The Day After

Gordon Dillow was packing it in. Squinting against cigarette smoke and a hangover from the previous night’s wake, he hauled stuff off his desk in armloads and put it as carefully as conditions allowed into cardboard boxes.

Once or twice he stopped to study a clipping or a letter. “I don’t think I ever answered these,” he said, holding up a stack of mail. “I guess now I never will.”

Into a box they went, along with pictures, cartoons torn from magazines, a calendar, small gifts from readers and God knows what else. There were two balloons on the wall, one black and one orange, and I wondered if he would take them, too.

For a moment he held up his telephone, considered putting it in a box, and then said, “Naw,” and put it down again.


“I feel as though I’m intruding on a family funeral,” I said.

Dillow shrugged. He’s 38, tall, Texas-born and looks a little like Ron Howard, the child star turned movie director.

He started in newspapering 12 years ago at something called the Missoula, Mont., Missoulian. The Missoulian? I thought about making a joke, but I didn’t.

You don’t make fun the day after a dying.


“We all knew it was going to happen,” he said, “but not so suddenly. When I drove to work yesterday and saw all the television trucks parked outside, it flashed into my head, but I said to myself, ‘Please, God, let it be a murder in the city room. . . .’ ”

We laughed, and then he said, “In a way, I guess it was.”

It was Thursday, the last day of the Herald-Examiner. The euphoria that accompanies big events and boozy wakes had vanished from the city room like smoke in the wind.
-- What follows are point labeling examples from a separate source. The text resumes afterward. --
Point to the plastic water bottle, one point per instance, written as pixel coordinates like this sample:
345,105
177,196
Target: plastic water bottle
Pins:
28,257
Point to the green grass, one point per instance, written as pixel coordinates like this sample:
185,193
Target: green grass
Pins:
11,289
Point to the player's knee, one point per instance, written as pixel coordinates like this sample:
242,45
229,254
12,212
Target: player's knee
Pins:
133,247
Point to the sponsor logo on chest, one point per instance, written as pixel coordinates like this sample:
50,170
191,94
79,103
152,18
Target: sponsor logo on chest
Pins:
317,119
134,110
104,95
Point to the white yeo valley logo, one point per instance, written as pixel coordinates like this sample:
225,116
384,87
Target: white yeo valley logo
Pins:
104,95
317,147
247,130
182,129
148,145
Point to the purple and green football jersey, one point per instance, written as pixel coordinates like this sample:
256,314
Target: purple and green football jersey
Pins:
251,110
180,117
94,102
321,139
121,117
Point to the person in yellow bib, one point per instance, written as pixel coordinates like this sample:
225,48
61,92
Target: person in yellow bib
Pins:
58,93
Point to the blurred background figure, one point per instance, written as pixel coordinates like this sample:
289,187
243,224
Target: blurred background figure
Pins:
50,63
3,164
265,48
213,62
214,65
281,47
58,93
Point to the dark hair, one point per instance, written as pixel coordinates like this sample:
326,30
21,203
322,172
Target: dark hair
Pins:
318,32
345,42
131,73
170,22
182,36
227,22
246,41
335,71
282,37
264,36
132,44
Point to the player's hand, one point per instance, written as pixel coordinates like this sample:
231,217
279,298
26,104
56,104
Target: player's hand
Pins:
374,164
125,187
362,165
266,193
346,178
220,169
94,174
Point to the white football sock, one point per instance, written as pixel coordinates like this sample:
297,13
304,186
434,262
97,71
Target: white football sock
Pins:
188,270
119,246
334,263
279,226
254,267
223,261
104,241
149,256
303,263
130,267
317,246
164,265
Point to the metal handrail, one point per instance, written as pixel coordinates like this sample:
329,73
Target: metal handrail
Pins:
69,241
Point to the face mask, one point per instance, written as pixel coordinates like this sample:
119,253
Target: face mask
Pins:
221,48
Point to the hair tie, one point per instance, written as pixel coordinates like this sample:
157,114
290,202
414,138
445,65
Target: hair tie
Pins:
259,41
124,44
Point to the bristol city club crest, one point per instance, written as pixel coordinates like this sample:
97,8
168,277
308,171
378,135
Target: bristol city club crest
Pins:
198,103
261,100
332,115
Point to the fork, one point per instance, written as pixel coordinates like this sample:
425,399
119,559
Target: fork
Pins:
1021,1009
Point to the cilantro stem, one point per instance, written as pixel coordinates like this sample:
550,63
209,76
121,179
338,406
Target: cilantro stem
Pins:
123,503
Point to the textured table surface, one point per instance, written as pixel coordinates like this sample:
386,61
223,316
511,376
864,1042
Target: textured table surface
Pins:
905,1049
Robert Danzig’s announcement was history, the party was over and it was the day after. Reality was a dull headache and a terrible realization.

The lady was really dead.

Her soul might be rollicking in a whimsical hell for failed newspapers, but sobering incredulity was the spirit she left behind.

There simply was no more Herald-Examiner.

I was there on that day-after not so much to contribute to the tons of verbiage being written on a newspaper’s demise, but to say goodby to a colleague. I wasn’t looking for vast insights. I paint the small pictures.


Gordon Dillow wrote a metro column, too, three days a week. He wrote about the city, about his barber in Glendale, about Corky’s across the street and sometimes about his wife.

He said I could have Corky’s to write about, but he kept his wife and his barber.

“You want this?” he asked, handing me a piece of paper.

It was an announcement of a basketball game between two teams of dwarfs.

“I don’t think they’ll let me make fun of dwarfs,” I said.

Dillow nodded understandingly. “I had a column killed once when I wrote about The Times,” he said. “I got the paper delivered to the house, but a dog used to urinate on it before I could go out and pick it up.

“I called your circulation department, and you know what the lady said? She said, ‘Yeah, that happens a lot.’ ” He shook his head. “You can’t make fun of dwarfs, I can’t . . . couldn’t . . . make fun of The Times.”

He paused, thinking. “I guess I’m going to have to get used to the past tense.”


I looked out from Dillow’s office into the city room as he took phone calls offering sympathy. The cursors of a couple dozen word processors blinked in funereal cadence. The screens were otherwise blank. It was a discomforting sight.

I wondered where the people sat who had brought so much fun and information to L.A. Schwada, Radcliffe, Furillo, Bleiberg, the Krikorians, Fleming, Cusolito, Blake, Sadowski, Durslag, Booe, Koffler, Schwed, Everett.

Where would they go? What would they do?

“You know the most mail I ever got?” Dillow said after his phone conversation had ended. “It was on a column that began, ‘I hate France. I really hate France.’ It was when they wouldn’t let our planes fly over or something.

“The column was reprinted in a French magazine, and I got maybe 200 letters. One of them said, ‘The paper you work for is a towel!’ He must have looked the word up in an English dictionary. He meant rag.”

Later, we went across the street to Corky’s and had a hair of the dog. We didn’t do any toasting, but I’ll do it now.